Elegant C: cache

Showing posts with label cache. Show all posts

Monday, October 14, 2019

Conference Attendance - MICRO 52 - Day 1

I am in Columbus Ohio for MICRO 52. A third of the attendees drove from other "midwestern" universities, of which I am one.

Keynote: Rejuvenating Computer Architecture Research with Open-Source Hardware

Moore's Law is irrelevant now, as the cost per transistor has held steady since the 28mm technology node. The cost of any deployment depends on the development cost and only at very large scales, is the cost per transistor dominant. Given that, how can we reduce the cost of hardware development.

Cambrian explosion of (RISC) ISAs in mid-1980s on with a great diversity of ISAs being created and competing. Then the Intel Pentium came out, which combined the CISC ISA with a translation into the RISC micro ops. This extinction event destroyed most of those ISAs.

Why does the instruction set architecture (ISA) matter? It is the dominant interface in the system, defining the interaction between software and hardware. But ISAs are currently proprietary, and tied to the fortunes of the company. Many ISAs have come and gone. And then each SoC (system on a chip) gets custom ISAs for each accelerator.

So there is now the RISC-V ISA that is open for use and development (which I wrote about here). The RISC-V foundation was formed in 2015 to be the neutral guardian of the specification and formal model. Based on this specification, there are both open-source and commercial implementations of the hardware as well as the software ecosystem.

ComputeDRAM: In-Memory Compute Using Off-the-Shelf DRAMsDRAM is designed based on commands being sent in a specific order with appropriate timings. The oddity is that if specific commands and timings are used that violate the normal usage, then the DRAM module can perform certain operations, such as AND and OR using three specially prepared rows (source x2 and destination).

Hybrid Skiplist: Combining the Best of Near-Data-Processing and Lock-Free Algorithms

This is a student research competition work that I want to highlight. The work is taking skip-lists, a multi-level linked list to support more efficient traversals, which has been implemented on both near-data processing (NDP) systems as well as lock-free. The performance of the two implementations is comparable, but we should be able to do better. The observation is that lock-free gains by having the long, frequently-accessed links in the cache, while NDP gets the data items close. Therefore, let's combine the two approaches so the algorithm uses the lock-free approach on the long links, and leaves the rest in NDP. A dynamic approach then adapts which nodes are in the long list and promotes them, while demoting less frequently accessed elements.

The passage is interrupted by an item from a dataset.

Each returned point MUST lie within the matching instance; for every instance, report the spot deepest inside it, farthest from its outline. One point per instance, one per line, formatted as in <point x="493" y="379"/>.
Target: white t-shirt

Applying Deep Learning to the Cache Replacement ProblemLet's apply machine learning to cache replacement. Offline, a ML model can perform better than the best replacement schemes, but offline this requires lots of space, more than the cache itself. Current algorithms (such as Hawkeye) use just the current PC, whereas the observation is that the machine learning model includes history, so perhaps history can have value. Using this, they analyzed the history further to notice that this history information is not complete nor does it have to be ordered. If it does not need to be ordered, then the history is a feature list (i.e., bitvector) and not a full list, so the history feature gives an index into a table of predictors for whether a line is cache friendly in usage.

NVBit: A Dynamic Binary Instrumentation Framework for NVIDIA GPUs

This is a release of a Pin-like tool, but for GPUs. Using the framework, you can write specific instrumentation to be applied to CUDA kernels. The framework does an analysis of the kernel to find the specific instrumentation points and then recompile / JIT the code to integrate the request types into the kernel without requiring the actual source code for the kernel. Such types as the specific instructions executed as counts or traces. And thereby build a simulator or error checker.

Thursday, September 12, 2019

Thesis Proposal: Theoretical Foundations for Modern Multiprocessor Hardware

Naama Ben-David gave her proposal this morning on Theoretical Foundations for Modern Multiprocessor Hardware.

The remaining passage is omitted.